Mutithreading

General APL language issues
Post Reply
User avatar
Budgie
Posts: 36
Joined: Thu Nov 26, 2009 9:22 am
Location: Beckenham

Mutithreading

Post by Budgie »

Hi

Is Dyalog thinking of using "real" threads rather than the APL-controlled threads that are available at the moment?

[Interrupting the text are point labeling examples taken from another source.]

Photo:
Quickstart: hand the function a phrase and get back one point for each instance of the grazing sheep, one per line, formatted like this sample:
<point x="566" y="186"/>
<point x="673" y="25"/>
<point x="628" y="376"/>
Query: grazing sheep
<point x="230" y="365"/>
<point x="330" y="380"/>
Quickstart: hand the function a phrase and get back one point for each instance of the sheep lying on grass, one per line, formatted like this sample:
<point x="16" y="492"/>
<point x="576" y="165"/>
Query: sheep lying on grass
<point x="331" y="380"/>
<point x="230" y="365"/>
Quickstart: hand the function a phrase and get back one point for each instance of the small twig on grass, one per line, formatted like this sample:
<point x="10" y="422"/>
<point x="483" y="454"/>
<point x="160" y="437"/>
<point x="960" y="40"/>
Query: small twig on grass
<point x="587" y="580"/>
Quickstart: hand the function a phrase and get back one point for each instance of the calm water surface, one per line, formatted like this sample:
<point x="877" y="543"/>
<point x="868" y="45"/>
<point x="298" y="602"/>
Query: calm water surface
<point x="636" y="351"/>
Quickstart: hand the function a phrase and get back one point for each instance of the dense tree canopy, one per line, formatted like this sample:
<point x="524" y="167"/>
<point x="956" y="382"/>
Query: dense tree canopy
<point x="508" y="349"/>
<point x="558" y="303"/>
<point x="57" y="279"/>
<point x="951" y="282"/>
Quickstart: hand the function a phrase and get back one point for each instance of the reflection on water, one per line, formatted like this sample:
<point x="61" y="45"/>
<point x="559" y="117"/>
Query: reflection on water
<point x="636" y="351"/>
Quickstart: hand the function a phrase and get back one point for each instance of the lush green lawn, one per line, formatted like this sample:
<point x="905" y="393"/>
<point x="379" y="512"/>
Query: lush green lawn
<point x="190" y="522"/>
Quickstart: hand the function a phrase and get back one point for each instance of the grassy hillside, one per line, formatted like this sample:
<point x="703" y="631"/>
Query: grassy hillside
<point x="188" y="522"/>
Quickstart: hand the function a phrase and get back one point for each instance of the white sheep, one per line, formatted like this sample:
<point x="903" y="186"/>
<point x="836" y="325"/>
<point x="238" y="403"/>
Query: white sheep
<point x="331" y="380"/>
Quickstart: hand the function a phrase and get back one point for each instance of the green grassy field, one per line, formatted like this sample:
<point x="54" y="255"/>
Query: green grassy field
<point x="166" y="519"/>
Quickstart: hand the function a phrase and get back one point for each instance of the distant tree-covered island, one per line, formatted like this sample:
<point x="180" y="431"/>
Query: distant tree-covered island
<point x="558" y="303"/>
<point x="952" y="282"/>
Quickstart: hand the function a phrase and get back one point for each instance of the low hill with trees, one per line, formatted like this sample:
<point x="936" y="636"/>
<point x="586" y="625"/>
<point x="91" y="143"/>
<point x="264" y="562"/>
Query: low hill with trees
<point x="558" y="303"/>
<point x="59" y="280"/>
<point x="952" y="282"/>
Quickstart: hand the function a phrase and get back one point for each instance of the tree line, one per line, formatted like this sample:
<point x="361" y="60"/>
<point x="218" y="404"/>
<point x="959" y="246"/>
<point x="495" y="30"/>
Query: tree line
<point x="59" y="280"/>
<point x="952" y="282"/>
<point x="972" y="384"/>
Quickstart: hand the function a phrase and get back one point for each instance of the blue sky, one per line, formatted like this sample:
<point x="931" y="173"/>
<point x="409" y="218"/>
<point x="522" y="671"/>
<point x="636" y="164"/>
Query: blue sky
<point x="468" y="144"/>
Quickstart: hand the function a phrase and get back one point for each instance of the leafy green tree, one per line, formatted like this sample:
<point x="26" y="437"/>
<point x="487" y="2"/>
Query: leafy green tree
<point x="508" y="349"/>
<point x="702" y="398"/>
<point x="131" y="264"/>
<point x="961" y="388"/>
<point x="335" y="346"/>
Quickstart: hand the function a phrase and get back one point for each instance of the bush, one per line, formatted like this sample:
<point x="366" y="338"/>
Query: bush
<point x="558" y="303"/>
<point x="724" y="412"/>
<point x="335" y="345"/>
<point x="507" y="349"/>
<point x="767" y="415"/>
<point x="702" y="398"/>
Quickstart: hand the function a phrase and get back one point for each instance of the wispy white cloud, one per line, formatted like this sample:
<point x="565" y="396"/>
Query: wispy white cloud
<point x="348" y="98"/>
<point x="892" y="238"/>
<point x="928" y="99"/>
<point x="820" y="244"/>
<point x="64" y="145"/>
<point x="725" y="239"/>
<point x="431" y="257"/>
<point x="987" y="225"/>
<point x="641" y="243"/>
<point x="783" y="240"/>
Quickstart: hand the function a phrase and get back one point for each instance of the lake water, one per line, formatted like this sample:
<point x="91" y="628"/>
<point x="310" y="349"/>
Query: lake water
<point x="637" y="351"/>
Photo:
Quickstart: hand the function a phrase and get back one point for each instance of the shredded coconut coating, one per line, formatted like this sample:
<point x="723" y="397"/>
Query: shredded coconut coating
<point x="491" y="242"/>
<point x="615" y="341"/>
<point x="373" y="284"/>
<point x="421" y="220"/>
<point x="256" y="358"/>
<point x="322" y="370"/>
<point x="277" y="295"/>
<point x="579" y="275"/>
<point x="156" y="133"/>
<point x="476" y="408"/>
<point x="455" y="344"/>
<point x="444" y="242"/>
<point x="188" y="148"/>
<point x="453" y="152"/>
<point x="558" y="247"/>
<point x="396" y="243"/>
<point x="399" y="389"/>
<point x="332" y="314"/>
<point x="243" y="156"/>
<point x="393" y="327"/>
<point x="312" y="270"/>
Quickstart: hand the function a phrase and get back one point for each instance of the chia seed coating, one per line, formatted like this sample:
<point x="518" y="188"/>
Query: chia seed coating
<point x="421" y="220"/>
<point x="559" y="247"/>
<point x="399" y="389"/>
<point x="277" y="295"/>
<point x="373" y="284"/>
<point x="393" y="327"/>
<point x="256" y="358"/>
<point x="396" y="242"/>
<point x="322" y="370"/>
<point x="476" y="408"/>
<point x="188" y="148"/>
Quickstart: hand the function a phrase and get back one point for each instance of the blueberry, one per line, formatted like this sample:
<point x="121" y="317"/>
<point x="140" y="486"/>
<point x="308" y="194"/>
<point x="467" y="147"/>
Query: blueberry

This might not appear to be a great improvement if your CPU has only a few cores. So, the natural followup question is: Is Dyalog thinking of producing a version of APL that will run on NVIDIA GPUs under CUDA? I should point out that the NVIDIA Tesla S1070 has 960 cores, and stuff that runs on that goes like greased lightning.
Jane
User avatar
MikeHughes
Posts: 86
Joined: Thu Nov 26, 2009 9:03 am
Location: Market Harborough, Leicestershire, UK

Re: Mutithreading

Post by MikeHughes »

Hi Jane,

I have been working on a project with a Danish client and we can get speedups of up to 50 times (depending on data size, etc etc) on some of the calculations but you are right even passing over some of the parallel computation to the GPU you can get amazing results.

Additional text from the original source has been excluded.